L’intégration des effets de l’inflation : la reprise de l’inflation est actuellement plus importante que celle envisagée par la loi de programmation. Pour 2018, l’INSEE enregistre une inflation de + 1,8 %  (+ 1,6 % pour l’indice des prix à la consommation hors tabac).

On peut ainsi en conclure que l’effort de gestion demandé aux collectivités territoriales en 2018 a finalement été plus important que prévu.

Pour 2019, l’inflation moyenne sur les quatre premiers mois est de + 1,2 % selon l’INSEE, elle pourrait néanmoins repartir à la hausse. La Banque postale, dans sa note de conjointure annonçait une inflation de l’ordre de 1,7 % à 2 % en 2019. Dans cette perspective, il conviendrait que la mesure de l’évolution des dépenses des collectivités puisse isoler les effets de l’inflation. Ou a minima corriger le taux d’évolution plafond des dépenses de fonctionnement en fonction des écarts entre l’inflation réelle et celle prévue dans la loi de programmation des finances publiques.

La frontière entre dépenses de fonctionnement et dépenses d’investissement reste très ténue.
Si le versement d’une subvention de fonctionnement aux syndicats a fait l’objet de retraitements, certaines dépenses d’investissement restent assimilées comptablement à des dépenses de fonctionnement (certaines dépenses d’informatiques, de petits travaux….).

.Enfin, l’AdCF considère que la possibilité de consolider l’ensemble des dépenses des communes et de leur intercommunalité à l’échelle d’un « ensemble intercommunal » donnerait des souplesses d’une année sur l’autre, tout en élargissant l’assiette des dépenses prises en compte.

Il est en effet essentiel que la contractualisation financière n’ait pas pour effet d’inciter à des démembrements administratifs ou à des dé-consolidations, par recul des mutualisations ou éclatement des compétences (via la création artificielle de structures externalisées par exemple).
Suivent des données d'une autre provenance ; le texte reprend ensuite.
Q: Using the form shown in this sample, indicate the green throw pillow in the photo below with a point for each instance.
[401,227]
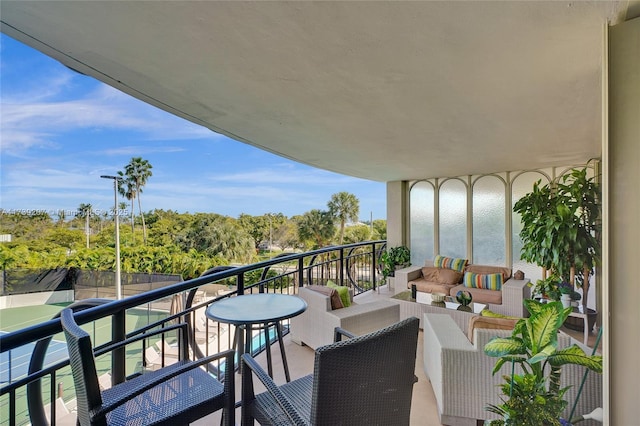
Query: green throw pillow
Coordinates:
[342,291]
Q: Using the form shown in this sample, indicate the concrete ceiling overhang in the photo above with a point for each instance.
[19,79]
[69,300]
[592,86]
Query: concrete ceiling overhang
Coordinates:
[378,90]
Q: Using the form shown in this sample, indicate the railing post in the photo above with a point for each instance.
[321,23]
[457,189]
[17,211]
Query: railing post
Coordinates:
[118,357]
[341,266]
[240,283]
[301,272]
[374,262]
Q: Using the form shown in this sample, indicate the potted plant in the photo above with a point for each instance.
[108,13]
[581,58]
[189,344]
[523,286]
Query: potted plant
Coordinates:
[561,228]
[535,397]
[393,258]
[548,288]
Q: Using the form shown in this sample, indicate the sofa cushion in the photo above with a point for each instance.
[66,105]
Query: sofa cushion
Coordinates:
[490,323]
[440,275]
[487,269]
[431,287]
[479,295]
[486,281]
[456,264]
[336,303]
[343,292]
[489,313]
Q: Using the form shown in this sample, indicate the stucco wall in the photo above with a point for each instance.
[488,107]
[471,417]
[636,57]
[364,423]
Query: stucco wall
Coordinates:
[622,178]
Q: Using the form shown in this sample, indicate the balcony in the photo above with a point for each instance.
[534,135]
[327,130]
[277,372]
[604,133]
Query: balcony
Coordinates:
[25,395]
[353,265]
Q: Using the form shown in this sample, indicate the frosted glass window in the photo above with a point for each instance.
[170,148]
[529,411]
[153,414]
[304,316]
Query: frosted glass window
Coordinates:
[522,185]
[489,246]
[453,219]
[421,223]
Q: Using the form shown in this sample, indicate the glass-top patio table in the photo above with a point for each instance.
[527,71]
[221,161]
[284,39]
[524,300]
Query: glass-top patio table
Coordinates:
[263,309]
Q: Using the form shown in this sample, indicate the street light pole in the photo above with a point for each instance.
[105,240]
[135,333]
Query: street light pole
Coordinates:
[115,214]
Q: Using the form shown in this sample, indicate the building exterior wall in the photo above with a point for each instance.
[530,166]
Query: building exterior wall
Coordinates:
[621,223]
[621,170]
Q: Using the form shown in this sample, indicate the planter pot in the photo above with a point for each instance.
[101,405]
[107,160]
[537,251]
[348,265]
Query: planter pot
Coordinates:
[578,325]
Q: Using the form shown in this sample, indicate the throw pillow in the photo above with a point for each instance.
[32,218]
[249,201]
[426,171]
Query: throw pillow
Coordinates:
[440,275]
[449,276]
[343,292]
[456,264]
[430,273]
[336,303]
[484,281]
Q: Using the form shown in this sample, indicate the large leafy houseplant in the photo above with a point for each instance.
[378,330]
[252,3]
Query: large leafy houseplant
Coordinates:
[392,258]
[561,227]
[535,397]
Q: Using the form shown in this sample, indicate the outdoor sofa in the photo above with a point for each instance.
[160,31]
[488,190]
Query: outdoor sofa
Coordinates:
[315,327]
[491,285]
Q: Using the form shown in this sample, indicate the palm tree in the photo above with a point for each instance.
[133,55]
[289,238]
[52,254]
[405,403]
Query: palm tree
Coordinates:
[84,210]
[316,227]
[344,206]
[127,188]
[138,171]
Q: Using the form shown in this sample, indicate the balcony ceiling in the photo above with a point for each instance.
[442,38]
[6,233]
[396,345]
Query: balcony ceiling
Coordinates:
[378,90]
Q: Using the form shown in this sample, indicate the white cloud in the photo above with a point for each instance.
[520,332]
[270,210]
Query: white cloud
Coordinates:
[30,120]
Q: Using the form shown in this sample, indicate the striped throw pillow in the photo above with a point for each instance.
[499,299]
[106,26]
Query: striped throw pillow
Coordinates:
[450,263]
[485,281]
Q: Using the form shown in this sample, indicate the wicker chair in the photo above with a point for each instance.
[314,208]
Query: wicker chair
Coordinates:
[365,380]
[177,394]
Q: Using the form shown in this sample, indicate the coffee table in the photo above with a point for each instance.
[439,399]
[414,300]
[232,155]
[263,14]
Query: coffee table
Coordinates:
[424,304]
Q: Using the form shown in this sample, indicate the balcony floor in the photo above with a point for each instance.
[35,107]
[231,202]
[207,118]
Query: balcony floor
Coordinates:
[300,360]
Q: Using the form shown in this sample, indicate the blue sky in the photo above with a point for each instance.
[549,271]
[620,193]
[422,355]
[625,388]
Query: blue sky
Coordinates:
[60,131]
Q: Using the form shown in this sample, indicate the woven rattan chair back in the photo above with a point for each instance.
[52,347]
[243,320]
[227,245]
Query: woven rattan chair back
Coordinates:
[368,379]
[179,393]
[83,369]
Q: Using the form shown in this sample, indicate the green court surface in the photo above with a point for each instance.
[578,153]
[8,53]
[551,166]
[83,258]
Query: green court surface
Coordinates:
[12,319]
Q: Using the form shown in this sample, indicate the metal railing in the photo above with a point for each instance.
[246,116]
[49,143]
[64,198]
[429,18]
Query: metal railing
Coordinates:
[353,265]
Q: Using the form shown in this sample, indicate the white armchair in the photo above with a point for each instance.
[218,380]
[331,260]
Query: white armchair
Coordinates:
[460,373]
[315,327]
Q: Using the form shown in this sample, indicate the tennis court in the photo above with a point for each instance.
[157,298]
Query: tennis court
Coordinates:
[14,364]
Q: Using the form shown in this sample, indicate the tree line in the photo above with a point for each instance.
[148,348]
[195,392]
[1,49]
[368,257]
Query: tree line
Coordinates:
[165,241]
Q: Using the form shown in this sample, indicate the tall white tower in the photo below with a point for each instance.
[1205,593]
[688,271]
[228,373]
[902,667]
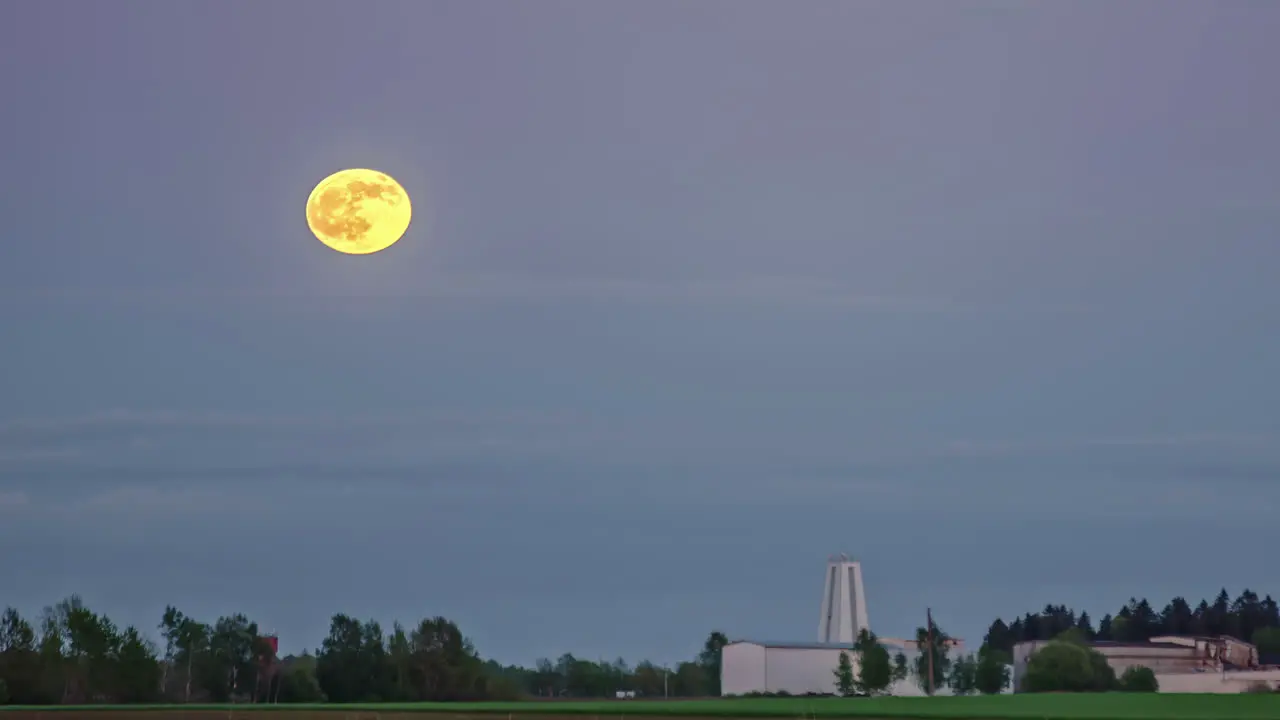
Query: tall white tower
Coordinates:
[844,602]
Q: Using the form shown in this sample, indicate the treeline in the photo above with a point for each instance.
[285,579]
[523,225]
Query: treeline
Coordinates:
[73,655]
[1246,618]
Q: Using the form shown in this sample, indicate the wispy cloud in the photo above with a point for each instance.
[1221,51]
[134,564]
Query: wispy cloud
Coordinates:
[749,290]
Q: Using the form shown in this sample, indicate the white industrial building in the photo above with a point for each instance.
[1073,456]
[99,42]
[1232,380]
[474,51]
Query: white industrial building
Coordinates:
[804,668]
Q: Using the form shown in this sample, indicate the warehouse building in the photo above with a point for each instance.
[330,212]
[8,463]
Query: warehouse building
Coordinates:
[809,668]
[1183,664]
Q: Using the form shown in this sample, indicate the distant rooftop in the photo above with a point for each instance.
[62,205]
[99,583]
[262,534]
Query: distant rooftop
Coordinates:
[782,645]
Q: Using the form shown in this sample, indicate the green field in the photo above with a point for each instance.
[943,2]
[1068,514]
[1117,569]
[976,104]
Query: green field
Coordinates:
[1110,706]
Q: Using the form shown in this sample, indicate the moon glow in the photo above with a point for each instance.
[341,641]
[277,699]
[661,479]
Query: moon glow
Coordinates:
[359,212]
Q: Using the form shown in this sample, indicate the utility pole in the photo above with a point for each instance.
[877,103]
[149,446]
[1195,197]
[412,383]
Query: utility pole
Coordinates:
[928,615]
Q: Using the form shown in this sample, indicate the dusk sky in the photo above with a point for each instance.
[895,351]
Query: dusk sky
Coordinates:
[696,292]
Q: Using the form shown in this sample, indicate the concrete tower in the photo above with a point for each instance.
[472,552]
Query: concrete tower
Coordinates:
[844,601]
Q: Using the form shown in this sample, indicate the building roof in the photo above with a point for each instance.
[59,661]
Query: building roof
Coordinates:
[1118,643]
[782,645]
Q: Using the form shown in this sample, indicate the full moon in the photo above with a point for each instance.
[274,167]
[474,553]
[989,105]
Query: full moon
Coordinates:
[359,212]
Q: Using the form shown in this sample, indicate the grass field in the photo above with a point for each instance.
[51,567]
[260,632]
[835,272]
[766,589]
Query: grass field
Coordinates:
[1111,706]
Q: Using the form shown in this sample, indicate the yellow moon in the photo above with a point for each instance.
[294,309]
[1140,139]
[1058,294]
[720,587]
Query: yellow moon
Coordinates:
[359,212]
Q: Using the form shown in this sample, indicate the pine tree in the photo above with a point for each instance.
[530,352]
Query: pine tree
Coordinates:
[845,683]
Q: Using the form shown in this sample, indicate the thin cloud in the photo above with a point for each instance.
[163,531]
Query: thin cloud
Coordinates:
[754,290]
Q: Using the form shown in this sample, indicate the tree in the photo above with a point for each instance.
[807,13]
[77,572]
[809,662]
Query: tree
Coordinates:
[935,648]
[900,668]
[964,675]
[711,660]
[874,669]
[991,675]
[845,682]
[137,670]
[1068,666]
[1138,679]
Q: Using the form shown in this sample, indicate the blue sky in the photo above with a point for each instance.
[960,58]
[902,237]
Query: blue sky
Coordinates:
[695,295]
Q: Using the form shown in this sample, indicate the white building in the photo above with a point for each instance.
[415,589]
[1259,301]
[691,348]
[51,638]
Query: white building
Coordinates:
[803,668]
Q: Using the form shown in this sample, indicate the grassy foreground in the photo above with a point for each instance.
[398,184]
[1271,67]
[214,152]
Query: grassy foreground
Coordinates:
[1110,706]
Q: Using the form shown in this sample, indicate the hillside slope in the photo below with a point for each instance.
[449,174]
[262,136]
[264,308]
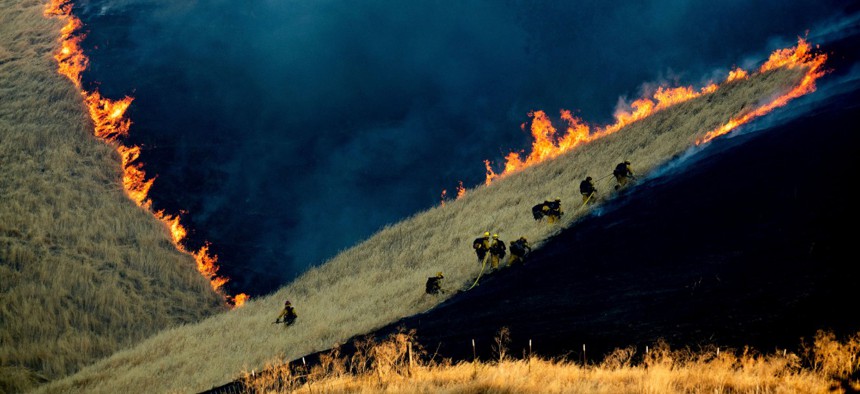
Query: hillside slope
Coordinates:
[381,280]
[736,247]
[83,271]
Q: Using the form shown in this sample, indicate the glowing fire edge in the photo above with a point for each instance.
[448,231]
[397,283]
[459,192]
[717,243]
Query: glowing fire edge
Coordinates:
[548,145]
[109,125]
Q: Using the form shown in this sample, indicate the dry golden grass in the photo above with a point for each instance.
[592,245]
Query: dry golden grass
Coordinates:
[385,368]
[83,271]
[381,279]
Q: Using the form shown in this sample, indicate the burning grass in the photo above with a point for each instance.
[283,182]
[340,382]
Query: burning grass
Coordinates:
[381,279]
[392,367]
[83,273]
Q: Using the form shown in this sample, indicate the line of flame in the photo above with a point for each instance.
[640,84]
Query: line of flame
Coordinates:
[110,124]
[548,144]
[800,56]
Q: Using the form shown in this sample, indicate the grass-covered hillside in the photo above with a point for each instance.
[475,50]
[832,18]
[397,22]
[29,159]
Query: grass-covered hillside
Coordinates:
[83,271]
[381,279]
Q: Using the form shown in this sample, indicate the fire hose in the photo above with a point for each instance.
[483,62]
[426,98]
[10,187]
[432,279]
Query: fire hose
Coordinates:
[483,265]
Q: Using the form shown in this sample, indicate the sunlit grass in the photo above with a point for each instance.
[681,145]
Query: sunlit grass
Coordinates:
[83,272]
[387,367]
[381,279]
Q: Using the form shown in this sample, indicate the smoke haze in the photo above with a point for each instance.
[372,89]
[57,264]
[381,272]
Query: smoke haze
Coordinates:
[290,130]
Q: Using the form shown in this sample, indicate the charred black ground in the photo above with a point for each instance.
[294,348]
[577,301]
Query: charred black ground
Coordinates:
[287,131]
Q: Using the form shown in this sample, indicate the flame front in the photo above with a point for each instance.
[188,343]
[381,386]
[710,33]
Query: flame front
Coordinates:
[548,144]
[111,124]
[800,56]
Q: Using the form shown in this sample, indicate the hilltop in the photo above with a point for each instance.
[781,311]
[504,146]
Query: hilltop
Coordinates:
[83,271]
[381,279]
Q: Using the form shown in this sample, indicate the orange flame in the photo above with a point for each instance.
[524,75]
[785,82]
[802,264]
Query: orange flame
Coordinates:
[798,56]
[548,144]
[110,123]
[737,74]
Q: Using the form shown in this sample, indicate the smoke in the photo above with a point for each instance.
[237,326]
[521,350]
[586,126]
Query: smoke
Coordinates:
[290,130]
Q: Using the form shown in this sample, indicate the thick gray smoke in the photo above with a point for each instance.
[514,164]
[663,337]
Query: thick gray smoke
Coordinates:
[290,130]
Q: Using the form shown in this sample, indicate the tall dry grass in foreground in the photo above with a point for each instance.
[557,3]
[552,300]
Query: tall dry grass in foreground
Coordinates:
[83,271]
[390,367]
[381,279]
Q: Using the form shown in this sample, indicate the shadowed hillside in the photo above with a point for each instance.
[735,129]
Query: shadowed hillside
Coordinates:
[83,271]
[381,280]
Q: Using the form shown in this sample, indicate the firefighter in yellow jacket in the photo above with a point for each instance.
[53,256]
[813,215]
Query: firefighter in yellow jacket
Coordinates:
[497,251]
[288,315]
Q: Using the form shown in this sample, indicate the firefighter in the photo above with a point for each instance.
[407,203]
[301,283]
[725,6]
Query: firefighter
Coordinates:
[288,315]
[497,251]
[622,172]
[588,190]
[539,210]
[519,250]
[434,284]
[482,246]
[553,211]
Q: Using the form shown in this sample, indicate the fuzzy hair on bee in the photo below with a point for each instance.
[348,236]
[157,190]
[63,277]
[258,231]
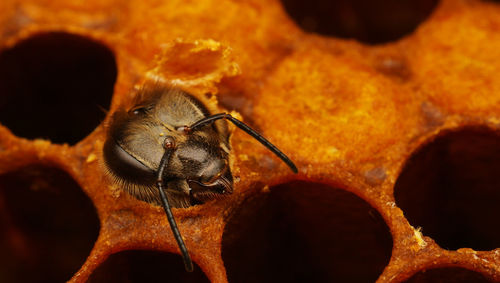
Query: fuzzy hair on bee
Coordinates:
[169,149]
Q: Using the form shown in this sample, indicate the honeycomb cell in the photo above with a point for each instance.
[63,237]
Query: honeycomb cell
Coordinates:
[448,275]
[450,188]
[55,86]
[48,226]
[367,21]
[145,266]
[305,232]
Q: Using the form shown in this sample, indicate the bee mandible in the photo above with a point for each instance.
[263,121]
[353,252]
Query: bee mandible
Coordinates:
[168,149]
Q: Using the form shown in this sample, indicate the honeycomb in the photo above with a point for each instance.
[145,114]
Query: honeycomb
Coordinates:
[392,119]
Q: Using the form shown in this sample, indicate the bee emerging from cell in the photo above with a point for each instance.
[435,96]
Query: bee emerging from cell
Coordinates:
[168,149]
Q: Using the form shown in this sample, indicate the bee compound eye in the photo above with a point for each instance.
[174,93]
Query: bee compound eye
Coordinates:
[169,143]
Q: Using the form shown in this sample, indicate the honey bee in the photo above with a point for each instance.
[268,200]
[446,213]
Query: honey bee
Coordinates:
[168,149]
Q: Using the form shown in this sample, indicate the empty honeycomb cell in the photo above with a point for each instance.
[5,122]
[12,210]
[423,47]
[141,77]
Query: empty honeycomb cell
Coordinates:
[305,232]
[55,86]
[448,275]
[450,188]
[367,21]
[48,226]
[145,266]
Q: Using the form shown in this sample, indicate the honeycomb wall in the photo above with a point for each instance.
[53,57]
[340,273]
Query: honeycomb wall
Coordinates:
[396,140]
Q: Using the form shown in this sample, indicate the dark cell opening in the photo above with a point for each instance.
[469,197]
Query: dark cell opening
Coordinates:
[364,20]
[306,232]
[451,188]
[144,267]
[448,275]
[55,86]
[48,226]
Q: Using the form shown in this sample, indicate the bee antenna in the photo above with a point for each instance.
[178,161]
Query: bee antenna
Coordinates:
[248,130]
[169,146]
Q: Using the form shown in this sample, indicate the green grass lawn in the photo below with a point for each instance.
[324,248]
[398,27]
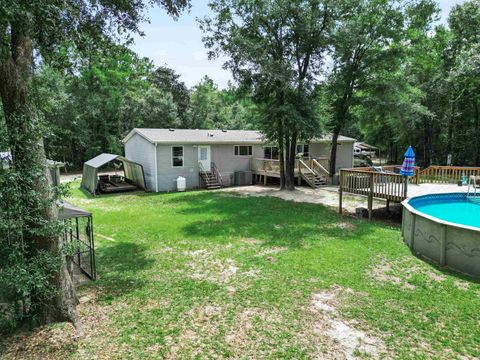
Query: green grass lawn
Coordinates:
[216,275]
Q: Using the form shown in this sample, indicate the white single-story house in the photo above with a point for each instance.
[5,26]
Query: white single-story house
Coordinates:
[213,158]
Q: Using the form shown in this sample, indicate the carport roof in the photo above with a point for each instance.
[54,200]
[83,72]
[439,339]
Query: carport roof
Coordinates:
[102,159]
[196,136]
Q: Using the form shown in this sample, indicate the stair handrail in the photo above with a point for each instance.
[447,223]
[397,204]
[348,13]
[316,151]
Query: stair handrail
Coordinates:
[320,166]
[201,168]
[302,163]
[217,173]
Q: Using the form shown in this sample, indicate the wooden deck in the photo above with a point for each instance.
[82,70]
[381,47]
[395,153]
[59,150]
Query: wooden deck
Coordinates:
[392,186]
[265,168]
[386,185]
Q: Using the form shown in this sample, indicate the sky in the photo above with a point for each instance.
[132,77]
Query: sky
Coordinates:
[178,43]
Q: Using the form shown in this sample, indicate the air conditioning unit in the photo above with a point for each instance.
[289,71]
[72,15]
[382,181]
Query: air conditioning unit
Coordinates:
[242,178]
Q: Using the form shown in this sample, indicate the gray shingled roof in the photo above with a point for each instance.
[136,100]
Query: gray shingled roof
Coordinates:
[191,136]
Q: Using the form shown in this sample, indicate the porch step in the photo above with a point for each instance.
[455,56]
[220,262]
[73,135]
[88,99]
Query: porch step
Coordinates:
[210,179]
[314,180]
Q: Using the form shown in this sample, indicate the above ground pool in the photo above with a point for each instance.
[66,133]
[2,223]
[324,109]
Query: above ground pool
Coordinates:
[444,228]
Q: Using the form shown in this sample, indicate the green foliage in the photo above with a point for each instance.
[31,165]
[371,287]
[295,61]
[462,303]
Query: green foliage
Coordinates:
[431,100]
[27,264]
[277,50]
[216,266]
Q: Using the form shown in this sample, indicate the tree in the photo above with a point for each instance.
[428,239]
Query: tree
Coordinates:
[364,39]
[48,31]
[168,81]
[276,48]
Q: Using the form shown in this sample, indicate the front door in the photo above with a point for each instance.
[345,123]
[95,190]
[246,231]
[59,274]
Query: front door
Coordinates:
[204,157]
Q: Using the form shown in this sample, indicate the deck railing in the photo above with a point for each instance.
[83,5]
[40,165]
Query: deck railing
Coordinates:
[382,185]
[368,182]
[446,174]
[273,165]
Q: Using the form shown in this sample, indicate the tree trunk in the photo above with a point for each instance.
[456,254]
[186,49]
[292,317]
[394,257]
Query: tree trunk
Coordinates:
[477,132]
[450,132]
[26,145]
[290,168]
[333,151]
[281,154]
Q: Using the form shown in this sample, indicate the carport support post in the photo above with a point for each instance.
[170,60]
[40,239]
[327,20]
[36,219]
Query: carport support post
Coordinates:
[370,198]
[340,192]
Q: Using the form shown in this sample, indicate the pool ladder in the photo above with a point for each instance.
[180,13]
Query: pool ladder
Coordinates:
[472,195]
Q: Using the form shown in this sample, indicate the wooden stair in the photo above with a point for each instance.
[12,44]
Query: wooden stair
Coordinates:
[211,180]
[313,178]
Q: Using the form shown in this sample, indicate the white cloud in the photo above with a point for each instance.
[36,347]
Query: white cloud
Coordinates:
[199,55]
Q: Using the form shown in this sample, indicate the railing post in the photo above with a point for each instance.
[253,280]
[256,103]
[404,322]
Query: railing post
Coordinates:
[340,192]
[299,173]
[370,198]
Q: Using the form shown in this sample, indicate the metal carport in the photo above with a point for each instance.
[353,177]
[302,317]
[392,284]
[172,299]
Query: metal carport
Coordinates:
[132,171]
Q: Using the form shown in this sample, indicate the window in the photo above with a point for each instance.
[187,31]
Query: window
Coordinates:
[203,154]
[303,149]
[177,156]
[242,150]
[270,152]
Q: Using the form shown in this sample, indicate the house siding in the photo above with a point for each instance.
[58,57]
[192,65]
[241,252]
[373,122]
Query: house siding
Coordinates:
[227,163]
[167,174]
[141,151]
[344,153]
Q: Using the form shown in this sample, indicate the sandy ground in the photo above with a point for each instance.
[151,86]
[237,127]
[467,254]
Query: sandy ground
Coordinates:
[328,195]
[64,178]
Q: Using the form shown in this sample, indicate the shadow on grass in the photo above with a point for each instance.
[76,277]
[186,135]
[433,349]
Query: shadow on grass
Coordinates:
[125,262]
[274,221]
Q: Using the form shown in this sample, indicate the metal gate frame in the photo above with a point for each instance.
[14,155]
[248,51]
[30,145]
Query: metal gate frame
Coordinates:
[86,249]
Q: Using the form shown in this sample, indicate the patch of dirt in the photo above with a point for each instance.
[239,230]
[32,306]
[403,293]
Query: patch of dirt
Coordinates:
[343,339]
[345,226]
[58,341]
[400,271]
[462,285]
[271,251]
[205,266]
[384,272]
[251,241]
[105,237]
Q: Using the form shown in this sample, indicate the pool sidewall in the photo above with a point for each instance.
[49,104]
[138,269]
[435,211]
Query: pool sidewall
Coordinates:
[449,244]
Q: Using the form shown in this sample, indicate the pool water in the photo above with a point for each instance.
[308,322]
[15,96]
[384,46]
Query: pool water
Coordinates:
[456,209]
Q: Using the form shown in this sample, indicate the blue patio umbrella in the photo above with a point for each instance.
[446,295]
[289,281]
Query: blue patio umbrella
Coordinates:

Dans la perspective de la seconde année d’exercice des contrats, cela a été répété à plusieurs reprises, il risque d’être difficile pour les collectivités de poursuivre dans la durée une forte réduction de leurs dépenses de fonctionnement : de nombreux efforts ont déjà été faits, l’arrivée de nouvelles compétences, le renouvellement des exécutifs locaux, les annonces d’une revalorisation du point d’indice pour la FP,  la mise en oeuvre du PPCR reportée en 2018 … autant de facteurs favorables à une reprise, même légère, de la dépense. Sans compter que pour certaines collectivités connaissant une forte croissance, la dynamique des recettes se situe au-delà de la trajectoire fixée par la loi de programmation.

Enfin, et surtout, il importe que la révision des contrats pour 2019 s’opère sur une base claire et transparente concernant les résultats de 2018. Chaque collectivité signataire d’un contrat doit avoir a minima la connaissance du montant de dépenses réelles de fonctionnement de 2018 retraitées pour engager un contrat en 2019. Ce qui ne semble pas chose acquise pour le moment.